Redford is a nameless sailor on a solo yacht trip on the Indian Ocean. When his thirty-foot boat collides with an abandoned shipping container he must use all his resources to survive.

That’s it. The old man and the sea… and a yacht with a hole in the side. Like “Gravity,” the other recent “adrift in the great yonder” movie, “All is Lost” is an exercise in immersive cinema. Story is secondary to the character’s journey. There is virtually no narrative, just a boiled down man-against-nature plot and a growing sense of desperation as the sailor’s supplies dwindle.

The drama comes from the surroundings, the harsh world recreated by director J.C. Chandor (whose last film “Margin Call” was an overlooked gem). It’s claustrophobic, made doubly intense by watery sound effects and a building feeling of helplessness portrayed on Redford’s face.

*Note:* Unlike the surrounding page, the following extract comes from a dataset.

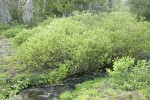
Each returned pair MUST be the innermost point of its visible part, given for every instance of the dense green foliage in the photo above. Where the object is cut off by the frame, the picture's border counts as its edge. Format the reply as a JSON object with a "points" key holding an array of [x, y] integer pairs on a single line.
{"points": [[101, 89], [87, 41], [141, 8], [130, 76]]}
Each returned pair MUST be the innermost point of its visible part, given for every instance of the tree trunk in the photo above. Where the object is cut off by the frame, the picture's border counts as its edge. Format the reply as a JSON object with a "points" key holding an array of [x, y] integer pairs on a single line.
{"points": [[28, 11], [4, 12]]}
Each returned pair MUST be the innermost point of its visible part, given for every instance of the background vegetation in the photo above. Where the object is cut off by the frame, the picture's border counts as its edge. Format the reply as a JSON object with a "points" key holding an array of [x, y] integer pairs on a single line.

The actor is in every frame of the film and although he only speaks a dozen or so lines—many of which are the monosyllabic utterances of distress you’d expect—he manages to create a compelling persona despite the lack of backstory, context or any of the traditional hangers characters get hung on. He is the essence of the film, a man hell bent on survival against increasingly difficult odds.

“All is Lost” is probably more audacious than it is entertaining, but it showcases Chandor’s nimble footed technique and Redford’s effortless star power. Alone and figuratively naked, he holds the screen for the entire 106 minutes, eloquently commenting on the human condition with no words, just action.